Black Rabbit è una miniserie crime/thriller in streaming su Netflix dal 12 settembre.
Diretta da Jason Bateman, che firma anche i primi due episodi, e creata dalla coppia Zach Baylin (King Richard) e Kate Susman, la serie si sviluppa in otto episodi e vanta nel cast due nomi di peso: Jude Law nel ruolo del protagonista Jake Friedken e lo stesso Bateman, che interpreta suo fratello Vince. Accanto a loro, una solida Amaka Okafor nei panni della chef del ristorante, Cleopatra Coleman, e uno straordinario Troy Kotsur in un ruolo secondario ma memorabile.
La trama ruota attorno al difficile ricongiungimento tra i due fratelli Friedken, un tempo musicisti e ora co-fondatori di un ristorante a Brooklyn. Il loro passato ingombrante, le fragilità personali e i problemi economici li trascinano a compiere vari errori in un turbine di bugie e compromessi. Una discesa pericolosa fatta di debiti, vecchi rancori e scelte sbagliate.

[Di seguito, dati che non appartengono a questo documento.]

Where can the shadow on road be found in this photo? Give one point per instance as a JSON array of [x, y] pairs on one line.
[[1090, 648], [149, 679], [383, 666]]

‘Black Rabbit’: il trailer della serie con Jason Bateman e Jude Law
Black Rabbit Un viaggio pericoloso
A partire dal titolo Black Rabbit, che richiama l’idea del “rabbit hole”, il tunnel profondo e oscuro dove tutto si complica, la serie cerca fin da subito di presentarsi come un dramma psicologico metropolitano: tensione, atmosfera opprimente, scelte che portano alla rovina. Le premesse non mancano, ma il problema è che non sempre si ha voglia di seguire i protagonisti in questo abisso.
Jason Bateman ha dimostrato di saper interpretare il genere del crime familiare con maestria in Ozark, dove il suo Marty Byrde era un uomo all’apparenza normale che scivolava lentamente nell’illegalità per salvare la famiglia. Lì, però, la costruzione del personaggio era graduale, avvincente, ricca di sfumature. In Black Rabbit, il suo Vince è invece presentato subito come un uomo allo sbando: ex tossico, pieno di debiti, irresponsabile. Il risultato? Manca la tensione narrativa del “cosa farà adesso?” perché è già tutto a pezzi, e non c’è alcuna evoluzione.
Jude Law, dal canto suo, prova a tenere in piedi la storia con il suo Jake, imprenditore ambizioso ma fragile, ossessionato dal successo e dal voler apparire più in alto di dove realmente si trova. Ma anche lui finisce schiacciato . I suoi errori, rubare, mentire a chiunque, vivere al di sopra dei propri mezzi, non vengono bilanciati da un conflitto morale interessante.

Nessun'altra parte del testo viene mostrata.